The identification of Focus as a primary virtuous action, leads also to the identification of its antithesis, the act of evasion.  I am speaking here of mental evasion, of anti-effort, indeed the resentment of the effort required to focus.  Evasion can be anything from ignoring the need for a coaching staff while promoting friends, to making off-the-cuff remarks with no regard for their effect.  Both instances reject the moderate-to-high amounts of effort required to maintain consistency with reality, and both unnecessarily place the onus of grasping reality on someone, anyone, else.

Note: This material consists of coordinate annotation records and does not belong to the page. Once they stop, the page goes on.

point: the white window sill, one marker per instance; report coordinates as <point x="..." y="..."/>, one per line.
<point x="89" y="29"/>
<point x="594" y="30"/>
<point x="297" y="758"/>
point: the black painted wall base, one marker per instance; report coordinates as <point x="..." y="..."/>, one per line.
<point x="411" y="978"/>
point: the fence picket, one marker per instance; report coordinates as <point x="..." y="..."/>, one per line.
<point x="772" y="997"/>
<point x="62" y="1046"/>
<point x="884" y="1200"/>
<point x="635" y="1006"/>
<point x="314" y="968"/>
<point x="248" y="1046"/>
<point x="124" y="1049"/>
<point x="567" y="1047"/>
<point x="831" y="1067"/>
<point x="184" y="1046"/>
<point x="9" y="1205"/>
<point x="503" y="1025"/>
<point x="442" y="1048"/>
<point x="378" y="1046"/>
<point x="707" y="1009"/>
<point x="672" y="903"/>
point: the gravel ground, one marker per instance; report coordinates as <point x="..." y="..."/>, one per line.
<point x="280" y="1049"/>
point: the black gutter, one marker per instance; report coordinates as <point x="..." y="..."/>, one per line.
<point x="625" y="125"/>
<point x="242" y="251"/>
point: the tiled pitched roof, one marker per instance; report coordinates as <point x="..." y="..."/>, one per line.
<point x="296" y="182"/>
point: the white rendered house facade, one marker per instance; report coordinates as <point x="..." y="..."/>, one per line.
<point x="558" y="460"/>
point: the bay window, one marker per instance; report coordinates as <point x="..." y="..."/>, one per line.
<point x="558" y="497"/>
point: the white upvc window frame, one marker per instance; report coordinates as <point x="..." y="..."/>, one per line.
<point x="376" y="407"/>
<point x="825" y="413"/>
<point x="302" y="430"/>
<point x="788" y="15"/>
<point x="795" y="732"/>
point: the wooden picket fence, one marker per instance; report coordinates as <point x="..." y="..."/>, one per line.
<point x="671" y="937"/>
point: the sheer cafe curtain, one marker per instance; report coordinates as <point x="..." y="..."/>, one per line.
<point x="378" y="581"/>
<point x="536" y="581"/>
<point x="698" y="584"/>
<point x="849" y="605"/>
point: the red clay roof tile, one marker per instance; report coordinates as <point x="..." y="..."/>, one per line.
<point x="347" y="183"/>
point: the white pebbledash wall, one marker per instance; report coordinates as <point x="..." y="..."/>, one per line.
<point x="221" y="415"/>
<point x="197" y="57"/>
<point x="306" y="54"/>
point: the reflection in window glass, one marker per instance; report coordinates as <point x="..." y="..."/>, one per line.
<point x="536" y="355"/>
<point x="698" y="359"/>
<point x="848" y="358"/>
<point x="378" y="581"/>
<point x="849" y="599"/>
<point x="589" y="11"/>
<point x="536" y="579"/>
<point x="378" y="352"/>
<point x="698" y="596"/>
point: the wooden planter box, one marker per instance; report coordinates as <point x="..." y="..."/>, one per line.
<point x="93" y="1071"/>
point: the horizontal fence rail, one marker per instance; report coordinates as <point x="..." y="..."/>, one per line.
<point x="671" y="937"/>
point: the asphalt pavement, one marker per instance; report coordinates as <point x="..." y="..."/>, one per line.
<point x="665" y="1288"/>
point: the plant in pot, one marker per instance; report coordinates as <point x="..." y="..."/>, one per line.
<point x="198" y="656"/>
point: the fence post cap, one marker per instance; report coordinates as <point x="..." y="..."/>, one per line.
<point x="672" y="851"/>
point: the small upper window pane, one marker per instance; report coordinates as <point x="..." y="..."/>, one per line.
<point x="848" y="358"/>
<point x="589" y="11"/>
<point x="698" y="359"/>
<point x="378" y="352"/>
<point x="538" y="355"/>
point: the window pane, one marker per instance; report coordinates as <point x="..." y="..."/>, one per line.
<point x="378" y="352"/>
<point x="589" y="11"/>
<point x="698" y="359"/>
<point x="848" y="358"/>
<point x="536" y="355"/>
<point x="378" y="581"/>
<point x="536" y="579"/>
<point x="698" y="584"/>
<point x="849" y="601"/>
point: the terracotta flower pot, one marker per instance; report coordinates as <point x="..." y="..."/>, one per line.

Again it is worth noting that focus is an effort, and evasion is the vacuum which  occupies any moment where focus is not observed, or actively shunned, and that most men swing between the two states in varying degrees of control.  And again, the higher the degree of focus, and the higher the degree of control over that state, the higher the degree of moral character in that person.

Focus as the primary indication of rationality, rationality as the primary indicator of good character.  The idea is a pretty simple one.  The better you use your mind, the better person you will be.  This has no relation to overall intelligence either.  A brute can have just as much moral fortitude as a genius, and vice versa.  What matters is effort.

Take heart in noting the focus with which a player like Robert Ayers addresses his past.  He can recall the details and the emotions.  He addresses it directly without fear.  That is not the act of an evader, of one who has shoved their past into a cloistered recess, to become a cobweb-covered specter that haunts them and breeds a fear so profound that they jump at shadows.  Ayers, and others like him, have used their past as the momentum they need to begin the upward trend in their character.  Denver catches them at their apex.

It will take a certain amount of effort and energy for them to stay there.  But now we know that it is the same effort and energy that will help them stay here, with the Denver Broncos.